Deer Valley just picked up their 10th straight World Ski Awards gong as the United States’ Best Ski Resort, so they must be doing plenty right.
This year, Deer Valley rose above 17 U.S. finalists to claim the title, thanks to the resort’s unparalleled on-mountain experience and uniquely tailored service and hospitality. Naturally, the resort is pretty chuffed, especially heading into what looks like a great winter as La Niña keeps delivering with excellent early snowfalls.
“We are humbled to celebrate the 10th anniversary of the World Ski Awards and the 10th straight year of being recognized as the best ski resort in the nation,” said Deer Valley Resort President & Chief Operating Officer Todd Bennett. “On behalf of our staff, who go above and beyond for our guests each day, and the community of Park City where we call home, thank you to all who supported us with your votes. We’re off to our best snow season in decades and commit to diligently continue our tradition of first-class service for every guest looking to make lifelong memories on our mountain.”
Since inception Deer Valley was designed as an upmarket, exclusive resort that would offer a 5-star hotel style service across the resort – from the ski valets who carry your gear on arrival to the many slopside accommodation options, 14 restaurants and 3 elegant day lodges.
The resort offers 21 chairlifts, 103 ski runs, six bowls, 300 annual inches of powder, 2,026 acres of alpine skiing, with limited lift ticket sales.

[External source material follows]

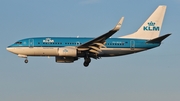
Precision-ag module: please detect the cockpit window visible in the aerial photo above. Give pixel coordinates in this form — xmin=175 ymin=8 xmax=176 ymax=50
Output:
xmin=15 ymin=42 xmax=22 ymax=44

One other factor really sets Deer Valley apart from the pack though, the resort has always had a no snowboarding policy. Yep, no boarders allowed here – which would indicate not many boarders vote in the World Ski Awards. But a lot of skiers seem more than happy with the policy.
Over the years there have been plenty of stunts staged by boarders, board media and more – it’s easy enough to ride in from adjoining Park City, one of America’s biggest and busiest resorts which is open to all. Including Epic Australia Pass holders who get unlimited access there, which is insanely good value vs rack lift pass rates. Though since Deer Valley joined the Ikon Pass it is a bit of a bummer for pass holding boarders who didn’t read the fine print.

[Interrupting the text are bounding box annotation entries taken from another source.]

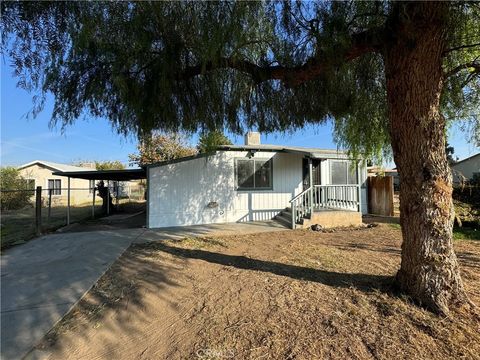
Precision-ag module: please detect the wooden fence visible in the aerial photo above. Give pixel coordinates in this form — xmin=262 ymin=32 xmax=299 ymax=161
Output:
xmin=368 ymin=176 xmax=394 ymax=216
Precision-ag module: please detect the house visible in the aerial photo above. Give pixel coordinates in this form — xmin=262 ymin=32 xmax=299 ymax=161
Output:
xmin=147 ymin=133 xmax=367 ymax=228
xmin=18 ymin=160 xmax=95 ymax=205
xmin=452 ymin=153 xmax=480 ymax=184
xmin=367 ymin=166 xmax=400 ymax=191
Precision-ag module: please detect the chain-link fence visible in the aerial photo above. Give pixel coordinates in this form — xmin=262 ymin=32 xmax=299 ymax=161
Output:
xmin=0 ymin=183 xmax=145 ymax=249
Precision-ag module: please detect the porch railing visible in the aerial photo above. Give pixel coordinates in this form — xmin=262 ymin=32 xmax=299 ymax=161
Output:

“Deer Valley has a legacy of remaining ski-only and it remains a niche experience that our guests want and expect”
a resort spokesperson told Snow Action. Obviously, it’s working for them – they can fill up to their limits happily enough with skiers only. They have done so through 40 odd years of snowboarding
The no rules also apply to the likes of snowbikes and the myriad other whacko things being allowed on slopes many places. Seriously, do you want to be cleaned up by a snowbike to the head after the rider loses it nearby?
So what are the pros and cons of no boarders allowed at Deer Valley?

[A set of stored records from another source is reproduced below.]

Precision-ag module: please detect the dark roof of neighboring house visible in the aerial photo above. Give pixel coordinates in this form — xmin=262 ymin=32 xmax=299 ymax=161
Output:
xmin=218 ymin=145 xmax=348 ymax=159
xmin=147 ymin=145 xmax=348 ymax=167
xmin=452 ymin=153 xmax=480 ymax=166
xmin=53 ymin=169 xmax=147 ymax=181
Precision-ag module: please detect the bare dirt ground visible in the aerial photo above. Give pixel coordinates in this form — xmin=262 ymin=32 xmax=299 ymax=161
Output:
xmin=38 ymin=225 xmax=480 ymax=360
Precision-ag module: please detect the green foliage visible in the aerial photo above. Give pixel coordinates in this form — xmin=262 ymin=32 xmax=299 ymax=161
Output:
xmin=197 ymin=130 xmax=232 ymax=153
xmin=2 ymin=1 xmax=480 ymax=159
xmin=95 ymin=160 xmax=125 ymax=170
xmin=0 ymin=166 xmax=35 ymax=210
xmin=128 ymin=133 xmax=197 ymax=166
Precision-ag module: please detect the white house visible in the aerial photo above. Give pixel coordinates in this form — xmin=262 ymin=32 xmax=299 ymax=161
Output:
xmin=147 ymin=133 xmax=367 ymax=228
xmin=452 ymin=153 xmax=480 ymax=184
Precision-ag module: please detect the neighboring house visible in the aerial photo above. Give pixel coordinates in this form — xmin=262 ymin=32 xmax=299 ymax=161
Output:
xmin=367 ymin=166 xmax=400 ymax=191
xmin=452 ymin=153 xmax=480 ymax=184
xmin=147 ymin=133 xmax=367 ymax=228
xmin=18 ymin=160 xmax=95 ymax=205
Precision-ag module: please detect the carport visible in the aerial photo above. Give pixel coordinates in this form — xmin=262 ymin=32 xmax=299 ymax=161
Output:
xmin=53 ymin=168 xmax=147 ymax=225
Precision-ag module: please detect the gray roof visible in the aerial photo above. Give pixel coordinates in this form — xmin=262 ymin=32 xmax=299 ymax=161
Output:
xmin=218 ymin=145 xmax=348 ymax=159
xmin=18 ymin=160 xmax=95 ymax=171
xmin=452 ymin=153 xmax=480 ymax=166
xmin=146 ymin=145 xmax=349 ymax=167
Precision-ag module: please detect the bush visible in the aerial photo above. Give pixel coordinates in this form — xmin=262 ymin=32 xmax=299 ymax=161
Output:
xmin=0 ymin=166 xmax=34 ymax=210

On the pro side, well, safer cruising for the cruisers who don’t have to worry about being cleaned up by boarders. With the insanely inflated costs of medical treatment in America you don’t want any injuries here, so anything that reduces those risks is plus. That safety argument can be applied to skiing with kids too.
So many collisions result from boarders and skiers taking their different lines, with their different blind spots. You can blame either party for that, but the fact remains most skiers will maintain similar lines – especially average level skiers on groomed runs.
For powder hounds, less competition is always a good thing. Most places one snowboarder will trash a slope more than several skiers and while Utah gets legendary snow quality it’s not Japan for frequency – it can be a while between top ups so you want to make the most of it.
Back in the day the no unruly riff raff argument probably applied too. Who remembers when boarding and boarders were young and wild? Bit like the famous line about the 1960s, if you can remember them you weren’t there..
But do boarders still engage in unruly behaviour? We have mates clocking up 70 seasons teaching boarding, and their wildest days are actually in the past (sorry Ash!), try as they might to prove otherwise. A lot of that generation of boarders are hoping the grandkids switch to boarding after the kids switched back to skiing. There are more rules these days, period
The con side? What do you do if your partner, best mate, kids/grandparents/whoever are boarders? You don’t go.
Or if you are a boarder of course. Still, there is plenty of choice out of Salt Lake City where boarders are welcome. Like Park City and Snowbird. But Alta remains no boarders too.
So whaddya reckon, is it a good or bad ban? Does it make you want to go there, or not go there, because of it?